All market sectors are awash with content from suppliers, which makes it hard to stand out. So what is the best approach to ensure your content is helping your business grow?

Our conversations with clients start with the basics of where the business is headed and the goals and targets associated with that. Wrapped up in this is your brand, what you do and the value you provide your customers.

It may sound obvious, but you need to be clear on all the above and how you see that changing in the coming months and years. This will enable you to plan your marketing and communication strategies to include changes in direction or fundamental changes to the brand. This isn’t about crystal-ball gazing, rather understanding your direction of travel.

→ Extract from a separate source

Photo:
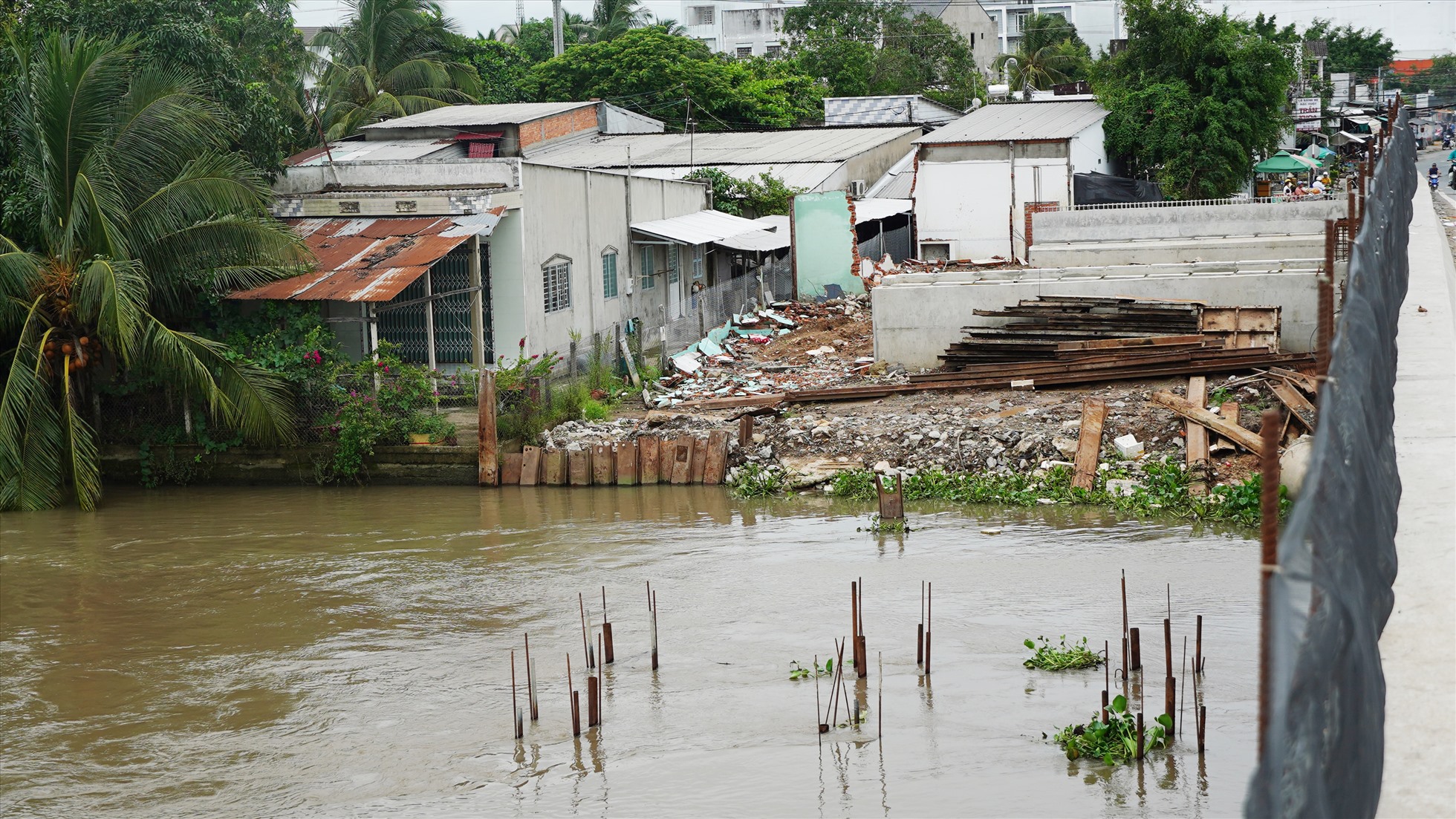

This is important because your content can help your customers navigate change, it can help provide insights on the market that will give them confidence in your brand. With so much change in how we do business, a focus on market insight and thought leadership can be very useful for your customers.

Before you get to content planning you need to understand your audience. To cut through the information noise you need to have a laser focus on who you are creating (and curating) content for and how it helps them. Useful content matters when people are so short of time.

Here are 11 questions to consider before planning your content.

Your audience

  1. Who is your audience? (Identify audience groups including employees, associates, customers, potential customers)
  2. Why is each group important to your business?
  3. As an organisation, how do you help each of these audience groups? (eg sell services to customers)
  4. How do you want to talk to your audience groups?
  5. As a business, how do you want to be seen in the market? (eg Tone of voice, type of organisation (practical, thought leaders, best value for money, brand values etc)
  6. Does this differ across the different audience segments?

Audience content needs

  1. What does each audience segment need from you in terms of content do you think? (Do you know?)
  2. How often do they need this?
  3. Where else would they find this information if you do not provide it?
  4. Does your audience have specific content needs at certain times of the year (eg conferences, law changes etc)
  5. Do you have certain events you need to talk about? What are they?

These questions are likely to throw up further questions. You might also find you have gaps, especially knowing the content needs of your audience. If you don’t know what constitutes useful information then ask them and use that information in your planning. Keep an eye on your metrics too as you will see what’s engaging people.